By Shan Jiang, Steve Granick

The Royal Society of Chemistry

Copyright © 2012 The Royal Society of Chemistry
All rights reserved.
ISBN: 978-1-84973-423-3


Soft, Nanoscale Janus Particles by Macromolecular Engineering and Molecular Self-assembly


1.1 Introduction

Macromolecular engineering has evolved into a powerful toolbox for the preparation of complex polymer topologies with remarkable control over both the architecture and the distribution of monomer sequences into, e.g., block-type structures or well-defined branched macromolecules. The rapid advances in controlled/living polymerization techniques during the last two decades have greatly facilitated this development.
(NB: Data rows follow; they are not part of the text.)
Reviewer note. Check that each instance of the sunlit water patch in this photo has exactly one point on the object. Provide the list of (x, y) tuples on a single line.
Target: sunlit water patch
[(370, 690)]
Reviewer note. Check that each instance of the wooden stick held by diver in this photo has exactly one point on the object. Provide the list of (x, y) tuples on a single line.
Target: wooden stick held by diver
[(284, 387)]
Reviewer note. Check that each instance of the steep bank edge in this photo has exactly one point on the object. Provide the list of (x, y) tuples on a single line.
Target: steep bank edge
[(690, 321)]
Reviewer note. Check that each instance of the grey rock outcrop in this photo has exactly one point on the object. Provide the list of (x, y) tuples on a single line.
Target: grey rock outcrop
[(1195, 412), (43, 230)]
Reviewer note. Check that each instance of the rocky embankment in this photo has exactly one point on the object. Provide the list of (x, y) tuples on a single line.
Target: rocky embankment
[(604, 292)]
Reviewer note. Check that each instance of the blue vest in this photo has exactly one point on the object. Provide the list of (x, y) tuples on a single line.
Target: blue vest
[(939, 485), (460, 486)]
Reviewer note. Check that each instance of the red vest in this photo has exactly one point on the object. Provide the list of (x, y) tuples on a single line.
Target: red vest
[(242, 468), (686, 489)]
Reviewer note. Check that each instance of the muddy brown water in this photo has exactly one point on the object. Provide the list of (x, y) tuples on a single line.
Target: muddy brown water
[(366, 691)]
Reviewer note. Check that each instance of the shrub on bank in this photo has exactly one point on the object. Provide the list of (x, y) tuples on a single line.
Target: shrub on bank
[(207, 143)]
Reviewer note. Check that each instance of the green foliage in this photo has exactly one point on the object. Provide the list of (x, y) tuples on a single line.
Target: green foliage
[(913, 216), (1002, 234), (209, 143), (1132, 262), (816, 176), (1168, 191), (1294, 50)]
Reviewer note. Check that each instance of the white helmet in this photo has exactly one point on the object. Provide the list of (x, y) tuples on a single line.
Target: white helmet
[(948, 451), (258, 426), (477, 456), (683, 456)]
In the context of Janus particles, macromolecular engineering is interesting not only for the direct synthesis of phase-segregated unimolecular objects, but also for harnessing the self-assembly capabilities of tailor-made polymers owing to mutually incompatible polymer blocks, solvophobic effects or specific molecular interactions. Indeed, self-assembly of block copolymers has proven to be a remarkably elegant strategy to generate polymer-based nano-objects, where we have seen progress to increasingly sophisticated soft nanoparticles, from simple diblock copolymer micelles and vesicles, to multicompartment micelles (MCMs) with increasingly complex geometries. Still, directly breaking the symmetry into biphasic Janus (Figure 1.1) particles or micelles has remained a considerable challenge.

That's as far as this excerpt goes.